Uma vez mais, os franquistas acusaram os "vermelhos" dos incêndios. "A igreja espanhola respaldou sem reservas esta mentira e um catedrático em teologia em Roma chegou a declarar que não havia em Espanha nenhum alemão"…porque Franco não necessitava da ajuda deles (idem, p. 341). Finalmente, em 19 de junho as tropas fascistas tomaram Bilbao. Sob o franquismo a perseguição ao povo basco foi brutal. A sangue e fogo se impediu o povo basco de falar "Euskara", que se transformou em um idioma de luta e resistência clandestina.
O “Guernica” de Picasso
A denúncia do holocausto de Guernica se fez imortal graças a uma pintura. O bombardeio da pequena cidade teve um impacto imediato nas massivas fileiras de simpatizantes da República Espanhola e entre os artistas e intelectuais antifascistas. Em Paris vivia um dos mais grandes pintores do século XX, o espanhol Pablo Picasso (1881-1973). Em 1937 Picasso havia estado dedicado a escrever um grande poema, "Sonho e mentira de Franco", ao que se acompanhou dezoito gravuras alusivas aos horrores do franquismo.

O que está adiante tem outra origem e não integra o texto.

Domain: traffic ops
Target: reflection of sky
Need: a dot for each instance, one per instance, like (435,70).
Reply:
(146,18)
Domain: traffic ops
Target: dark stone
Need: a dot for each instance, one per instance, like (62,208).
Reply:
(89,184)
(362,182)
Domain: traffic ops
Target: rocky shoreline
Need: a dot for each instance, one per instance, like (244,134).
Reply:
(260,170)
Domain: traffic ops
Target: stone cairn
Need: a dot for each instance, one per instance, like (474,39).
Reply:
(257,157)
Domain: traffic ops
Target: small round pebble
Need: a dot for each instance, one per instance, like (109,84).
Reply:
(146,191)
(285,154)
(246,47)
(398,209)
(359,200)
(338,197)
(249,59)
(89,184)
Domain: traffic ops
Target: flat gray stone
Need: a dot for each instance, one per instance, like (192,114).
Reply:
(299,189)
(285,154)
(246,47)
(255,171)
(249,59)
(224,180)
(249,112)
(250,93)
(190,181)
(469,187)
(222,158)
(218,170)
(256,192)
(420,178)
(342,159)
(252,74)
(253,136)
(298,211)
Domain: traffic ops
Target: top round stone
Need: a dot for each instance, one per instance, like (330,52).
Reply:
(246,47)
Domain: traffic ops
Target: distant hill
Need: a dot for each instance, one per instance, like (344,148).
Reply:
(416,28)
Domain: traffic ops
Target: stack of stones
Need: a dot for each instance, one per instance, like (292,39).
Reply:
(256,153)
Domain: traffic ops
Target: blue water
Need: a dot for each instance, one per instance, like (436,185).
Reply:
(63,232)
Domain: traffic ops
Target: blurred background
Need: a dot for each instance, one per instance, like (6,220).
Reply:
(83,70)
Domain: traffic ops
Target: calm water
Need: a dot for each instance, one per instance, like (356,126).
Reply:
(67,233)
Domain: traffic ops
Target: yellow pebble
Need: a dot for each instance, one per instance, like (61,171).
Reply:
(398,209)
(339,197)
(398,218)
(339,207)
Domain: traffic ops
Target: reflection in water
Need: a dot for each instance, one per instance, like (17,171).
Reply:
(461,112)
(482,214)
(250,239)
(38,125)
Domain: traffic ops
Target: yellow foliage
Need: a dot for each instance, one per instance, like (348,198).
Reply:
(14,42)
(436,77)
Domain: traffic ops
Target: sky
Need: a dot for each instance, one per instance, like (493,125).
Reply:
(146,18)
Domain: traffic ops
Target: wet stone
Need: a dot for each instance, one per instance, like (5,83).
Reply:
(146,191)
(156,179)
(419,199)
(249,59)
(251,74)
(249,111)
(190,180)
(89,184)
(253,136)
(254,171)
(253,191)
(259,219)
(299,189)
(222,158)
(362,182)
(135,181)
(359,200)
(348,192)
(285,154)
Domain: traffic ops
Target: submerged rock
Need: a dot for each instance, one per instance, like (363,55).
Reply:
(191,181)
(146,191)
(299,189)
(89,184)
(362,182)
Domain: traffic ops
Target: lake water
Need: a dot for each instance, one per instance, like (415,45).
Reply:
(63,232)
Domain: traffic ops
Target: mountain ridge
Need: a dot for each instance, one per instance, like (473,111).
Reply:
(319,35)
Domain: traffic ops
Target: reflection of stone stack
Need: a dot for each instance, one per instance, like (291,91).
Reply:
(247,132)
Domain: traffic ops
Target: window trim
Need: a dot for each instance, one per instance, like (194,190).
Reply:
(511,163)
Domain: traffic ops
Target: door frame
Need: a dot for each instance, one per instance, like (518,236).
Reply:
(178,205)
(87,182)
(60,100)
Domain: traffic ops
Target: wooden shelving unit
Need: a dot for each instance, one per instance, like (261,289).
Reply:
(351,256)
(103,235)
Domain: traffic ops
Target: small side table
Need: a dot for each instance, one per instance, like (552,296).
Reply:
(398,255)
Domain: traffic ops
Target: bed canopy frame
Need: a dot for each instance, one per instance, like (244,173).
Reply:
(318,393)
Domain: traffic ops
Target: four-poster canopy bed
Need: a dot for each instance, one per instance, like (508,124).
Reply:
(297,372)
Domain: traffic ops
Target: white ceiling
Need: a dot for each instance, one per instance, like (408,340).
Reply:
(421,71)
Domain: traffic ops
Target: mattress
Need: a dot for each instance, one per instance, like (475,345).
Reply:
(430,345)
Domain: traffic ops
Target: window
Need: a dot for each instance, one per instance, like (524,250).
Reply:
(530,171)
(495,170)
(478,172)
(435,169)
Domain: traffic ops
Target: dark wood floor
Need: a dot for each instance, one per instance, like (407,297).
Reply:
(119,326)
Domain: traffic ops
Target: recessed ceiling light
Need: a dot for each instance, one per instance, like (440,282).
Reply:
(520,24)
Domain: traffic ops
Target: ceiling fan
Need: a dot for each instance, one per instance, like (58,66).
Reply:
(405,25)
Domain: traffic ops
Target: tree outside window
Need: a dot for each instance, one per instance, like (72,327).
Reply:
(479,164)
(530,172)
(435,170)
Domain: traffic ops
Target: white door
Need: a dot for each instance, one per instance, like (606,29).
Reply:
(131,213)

O governo republicano encarregou Picasso de apresentar alguma obra no pavilhão espanhol da Exposição Internacional de Artes e Técnicas na Vida Moderna, que se realizaria em Paris. No início de maio começou a trabalhar febrilmente nos primeiros esboços do que seria seu célebre "Guernica". Touros, cavalos, homens e mulheres começaram a se entrelaçar em meio a destruição e às chamas. A pintura definitiva, um óleo de três metros e meio de altura e quase oito de largura, foi apresentado em quatro de junho de 1937 na exposição parisiense, e entrou para a história. A obra viajou por numerosos países, até que terminou instalada desde 1970 no Museu de Arte Moderna de Nova Iorque. Picasso decidiu que a obra não fosse entregue à Espanha enquanto seguisse o regime franquista.
*A guerra civil espanhola, por Antony Beevor. Crítica, Barcelona, 2005. Ver também A revolución e a guerra de Espanha, por P. Broué y E. Témime, FCE, 1971.
Publicado originalmente em 25 de abril de 2007, no Nro. 64 do jornal El Socialista, do partido trotskysta argentino Esquerda Socialista.